A HISTÓRIA

UMA LENDA COM MAIS DE 90 ANOS
 
 
Em 15 de Março de 1921, no gabinete do notário Paul Cassanello, em Génova, foi constituída a “Sociedade Anónima Moto Guzzi”. Os sócios da empresa são Emanuele Vittorio Parodi, conhecido armador genovês, o seu filho Giogio e o seu amigo Carlo Guzzi. A primeira moto foi a mítica Normale, com 8 CV de potência. Seguiram-se depois outros modelos de sucesso internacional, como a Guzzi GT, de 1928, denominada “Norge” pela viagem realizada ao Círculo Polar Ártico, e a Airone 250, de 1939. A empresa também alcançou rapidamente sucessos desportivos, como a vitória na prestigiada Targa Florio, em 1921, que deu início ao riquíssimo palmarés da Moto Guzzi.

Após a Guerra, nasceram modelos como a Guzzino 65, o modelo mais vendido na Europa durante dez anos. Enquanto primeiro construtor mundial, a Moto Guzzi constrói, em Mandello del Lario, em 1950, um futurista túnel de vento. A equipa de corridas é brilhante, contando com engenheiros como Umberto Todero e Enrico Cantoni e com um projetista que se tornou um mito: Giulio Cesare Carcano, pai da Guzzi Oito Cilindros, que atingia 285 km/h. No final dos anos 60, a Moto Guzzi dá vida ao motor bicilindrico em V a 90º, um propulsor que se tornou o símbolo do sucesso da Moto Guzzi. Sob esta base, nasceram modelos como a Guzzi V7, a V7 Special e a mítica V7 Sport. A herança desportiva foi igualmente reforçada com modelos como a Le Mans, a Daytona, a Centauro e a Sport 1100.

Uma outra moto que deixou marcas até aos dias de hoje, uma Grande Turismo turismo por excelência, na máxima cilindrada, foi a Moto Guzzi Califórnia, que chegou a ser equipada com injeção electrónica e sistema de travagem integral aos três discos. Em 30 de dezembro de 2004, a Moto Guzzi passou a fazer parte do Grupo Piaggio, o líder europeu em veículos motorizados de duas rodas. E é sob o signo do renascimento que em Março de 2005 é apresentada a Breva 1100, um sucesso no segmento naked. Em Setembro do mesmo ano, surge a Griso, uma moto que rompeu com os conceitos estilísticos e técnicos da época. Em maio de 2006, com a Norge 1200, a Moto Guzzi regressa ao Grande Turismo: proteção total, ciclística refinada e um novo bicilindrico com 1200 cc. Em março de 2006, o coração desportivo da marca de Mandello del Lario volta a pulsar, com duas vitórias no circuito de Daytona, com Gianfranco Guareschi, vitória que se repetiu em 2007. Na esteira dos sucessos desportivos, é apresentado um novo modelo, a 1200 Sport, uma naked cheia de personalidade com a última geração do bicilindrico em V a 90º.

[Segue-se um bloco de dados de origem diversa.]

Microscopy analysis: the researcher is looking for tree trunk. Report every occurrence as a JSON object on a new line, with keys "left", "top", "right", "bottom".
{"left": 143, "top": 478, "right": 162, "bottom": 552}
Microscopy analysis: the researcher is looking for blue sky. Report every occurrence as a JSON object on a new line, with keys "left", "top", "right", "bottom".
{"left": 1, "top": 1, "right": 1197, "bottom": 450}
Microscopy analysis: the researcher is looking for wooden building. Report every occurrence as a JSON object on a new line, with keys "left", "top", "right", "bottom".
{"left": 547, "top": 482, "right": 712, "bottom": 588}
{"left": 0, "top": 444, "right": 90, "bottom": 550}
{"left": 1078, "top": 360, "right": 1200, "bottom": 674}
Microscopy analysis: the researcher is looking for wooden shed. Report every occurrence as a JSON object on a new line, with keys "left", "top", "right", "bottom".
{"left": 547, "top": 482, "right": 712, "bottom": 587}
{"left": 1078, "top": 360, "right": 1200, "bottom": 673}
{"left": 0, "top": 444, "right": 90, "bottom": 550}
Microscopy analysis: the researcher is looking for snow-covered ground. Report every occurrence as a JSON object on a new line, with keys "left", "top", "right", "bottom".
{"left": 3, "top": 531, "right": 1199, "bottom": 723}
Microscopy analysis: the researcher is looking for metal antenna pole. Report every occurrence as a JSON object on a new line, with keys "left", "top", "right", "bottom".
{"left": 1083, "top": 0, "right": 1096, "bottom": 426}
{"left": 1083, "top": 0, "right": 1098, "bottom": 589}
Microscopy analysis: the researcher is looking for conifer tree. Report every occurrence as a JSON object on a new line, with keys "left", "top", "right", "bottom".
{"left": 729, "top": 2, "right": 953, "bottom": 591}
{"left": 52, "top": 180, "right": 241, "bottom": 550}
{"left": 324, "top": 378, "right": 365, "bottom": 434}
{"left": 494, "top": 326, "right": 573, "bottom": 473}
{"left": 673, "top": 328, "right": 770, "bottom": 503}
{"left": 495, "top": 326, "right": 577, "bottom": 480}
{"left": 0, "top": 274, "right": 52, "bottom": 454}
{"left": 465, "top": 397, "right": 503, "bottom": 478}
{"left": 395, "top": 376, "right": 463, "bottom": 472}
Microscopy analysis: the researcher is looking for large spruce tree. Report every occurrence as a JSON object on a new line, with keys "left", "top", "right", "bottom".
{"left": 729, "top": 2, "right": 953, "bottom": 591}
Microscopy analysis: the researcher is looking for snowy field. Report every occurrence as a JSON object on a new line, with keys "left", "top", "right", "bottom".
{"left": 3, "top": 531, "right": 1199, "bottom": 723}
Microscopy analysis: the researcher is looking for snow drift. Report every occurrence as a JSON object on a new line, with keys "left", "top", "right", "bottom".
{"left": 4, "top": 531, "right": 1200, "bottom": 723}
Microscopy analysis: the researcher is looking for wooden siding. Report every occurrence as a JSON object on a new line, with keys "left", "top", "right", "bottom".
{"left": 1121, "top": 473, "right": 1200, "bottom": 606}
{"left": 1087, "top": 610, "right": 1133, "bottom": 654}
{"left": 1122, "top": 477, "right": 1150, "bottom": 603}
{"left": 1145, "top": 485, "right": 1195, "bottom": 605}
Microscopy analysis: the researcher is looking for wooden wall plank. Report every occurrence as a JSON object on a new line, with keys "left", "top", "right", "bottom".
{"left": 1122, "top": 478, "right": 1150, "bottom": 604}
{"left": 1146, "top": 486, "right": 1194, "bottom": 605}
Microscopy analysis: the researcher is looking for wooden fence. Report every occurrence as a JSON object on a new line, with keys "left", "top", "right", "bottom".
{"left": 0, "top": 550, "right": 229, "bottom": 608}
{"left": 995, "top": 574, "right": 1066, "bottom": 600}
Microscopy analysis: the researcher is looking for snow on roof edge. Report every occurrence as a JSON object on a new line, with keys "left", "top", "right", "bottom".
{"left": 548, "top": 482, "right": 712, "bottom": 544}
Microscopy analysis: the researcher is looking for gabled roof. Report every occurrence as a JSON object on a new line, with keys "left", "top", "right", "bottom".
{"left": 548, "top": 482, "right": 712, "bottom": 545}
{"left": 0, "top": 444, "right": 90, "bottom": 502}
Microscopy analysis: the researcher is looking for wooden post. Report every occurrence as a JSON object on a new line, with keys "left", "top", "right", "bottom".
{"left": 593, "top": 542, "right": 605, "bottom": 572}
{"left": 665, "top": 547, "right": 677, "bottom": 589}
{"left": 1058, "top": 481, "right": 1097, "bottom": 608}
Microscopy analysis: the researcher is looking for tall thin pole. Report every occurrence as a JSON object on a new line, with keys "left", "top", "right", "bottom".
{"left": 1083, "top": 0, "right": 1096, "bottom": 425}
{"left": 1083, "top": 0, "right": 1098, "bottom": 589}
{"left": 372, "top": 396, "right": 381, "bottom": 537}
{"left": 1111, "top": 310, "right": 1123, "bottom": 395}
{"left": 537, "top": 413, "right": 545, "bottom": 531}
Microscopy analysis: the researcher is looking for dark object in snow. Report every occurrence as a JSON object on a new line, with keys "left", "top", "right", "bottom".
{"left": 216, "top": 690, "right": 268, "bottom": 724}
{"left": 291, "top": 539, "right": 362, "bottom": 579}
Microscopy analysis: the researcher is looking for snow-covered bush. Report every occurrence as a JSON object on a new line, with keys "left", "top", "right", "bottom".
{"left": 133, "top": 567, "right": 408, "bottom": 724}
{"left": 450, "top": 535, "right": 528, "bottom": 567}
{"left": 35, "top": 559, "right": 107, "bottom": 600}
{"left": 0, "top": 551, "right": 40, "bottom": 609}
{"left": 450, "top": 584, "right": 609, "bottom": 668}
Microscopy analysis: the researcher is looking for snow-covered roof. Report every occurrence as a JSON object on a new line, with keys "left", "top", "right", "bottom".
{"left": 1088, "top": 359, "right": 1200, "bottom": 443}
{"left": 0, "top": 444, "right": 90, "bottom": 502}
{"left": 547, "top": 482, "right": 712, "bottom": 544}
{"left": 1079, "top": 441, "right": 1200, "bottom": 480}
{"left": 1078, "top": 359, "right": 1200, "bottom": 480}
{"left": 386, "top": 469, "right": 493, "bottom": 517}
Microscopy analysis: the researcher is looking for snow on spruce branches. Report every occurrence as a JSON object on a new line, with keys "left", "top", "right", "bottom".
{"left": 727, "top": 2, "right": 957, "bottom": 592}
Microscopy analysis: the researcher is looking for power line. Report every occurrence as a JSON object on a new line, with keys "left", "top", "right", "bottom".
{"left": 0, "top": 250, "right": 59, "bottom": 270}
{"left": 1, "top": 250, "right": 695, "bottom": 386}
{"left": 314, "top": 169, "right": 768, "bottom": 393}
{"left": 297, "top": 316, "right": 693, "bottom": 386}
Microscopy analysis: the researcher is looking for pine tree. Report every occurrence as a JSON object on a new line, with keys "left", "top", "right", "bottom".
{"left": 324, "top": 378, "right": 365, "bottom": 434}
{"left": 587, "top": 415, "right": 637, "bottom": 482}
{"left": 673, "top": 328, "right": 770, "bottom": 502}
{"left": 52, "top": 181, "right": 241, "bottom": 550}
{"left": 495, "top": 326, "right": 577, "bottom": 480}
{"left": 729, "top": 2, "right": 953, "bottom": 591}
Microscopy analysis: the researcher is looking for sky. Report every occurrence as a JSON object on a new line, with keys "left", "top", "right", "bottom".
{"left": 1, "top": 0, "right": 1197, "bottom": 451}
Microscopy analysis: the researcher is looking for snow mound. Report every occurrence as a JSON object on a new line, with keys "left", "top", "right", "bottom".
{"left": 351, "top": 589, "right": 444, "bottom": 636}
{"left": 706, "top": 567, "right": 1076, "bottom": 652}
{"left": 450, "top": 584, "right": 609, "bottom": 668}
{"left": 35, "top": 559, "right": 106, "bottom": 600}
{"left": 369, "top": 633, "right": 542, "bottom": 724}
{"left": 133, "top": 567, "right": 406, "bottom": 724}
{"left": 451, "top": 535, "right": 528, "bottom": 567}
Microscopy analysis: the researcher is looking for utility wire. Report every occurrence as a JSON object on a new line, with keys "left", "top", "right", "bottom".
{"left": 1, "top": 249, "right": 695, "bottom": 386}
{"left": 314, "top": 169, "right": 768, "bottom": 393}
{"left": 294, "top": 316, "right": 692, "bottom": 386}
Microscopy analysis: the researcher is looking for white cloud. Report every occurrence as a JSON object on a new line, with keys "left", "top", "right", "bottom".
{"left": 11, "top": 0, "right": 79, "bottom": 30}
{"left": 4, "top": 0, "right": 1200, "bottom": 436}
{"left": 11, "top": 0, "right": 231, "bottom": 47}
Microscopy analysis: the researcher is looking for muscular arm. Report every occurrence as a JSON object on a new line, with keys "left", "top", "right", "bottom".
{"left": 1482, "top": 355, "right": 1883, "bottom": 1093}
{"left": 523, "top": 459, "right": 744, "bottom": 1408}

Por ocasião da 64ª edição do Salão de Milão, a Moto Guzzi apresenta a Griso 8V, com 110 CV, e a Bellagio, uma custom com 940 cc. Já em Fevereiro de 2007, é revelado o novo projeto para o Grande Enduro, a Stelvio. E foi nesse mesmo ano que o ator Ewan McGregor abrilhantou a Giornate Mondiali Moto Guzzi, quando se deslocou a Mandello del Lario para ir buscar a sua Califórnia. No ano de 2009, o Grupo Piaggio anuncia um importante programa de investimento que envolve não apenas as gamas futuras da Moto Guzzi, como também o local de produção das motos em Mandello del Lario, de forma a torná-lo mais moderno, eficiente e funcional. No Salão de Milão de 2010, a Moto Guzzi apresenta o seu novo motor 1200 8V com quatro válvulas por cilindro, que equipou a Stelvio 1200 8V, a Stelvio 1200 NTX e a Norge GT 8V.

Nasce também a V7 Racer, série especial de 750 cc com base na V7 Sport dos anos 70. O ano de 2011 marca o 90º aniversário da Moto Guzzi, celebrado com uma inédita Califórnia, apresentada na reunião internacional do Grupo Piaggio que todos os anos tem lugar no Fórum Grimaldi, no Mónaco. A nova Califórnia, com um bicilindrico em V a 90º com 1400 cc, rapidamente se torna na referência da sua classe. 2012 inicia sob o signo da nova V7, remodelada de forma a alcançar rapidamente o topo da classificação das motos vendidas pelo Grupo Piaggio.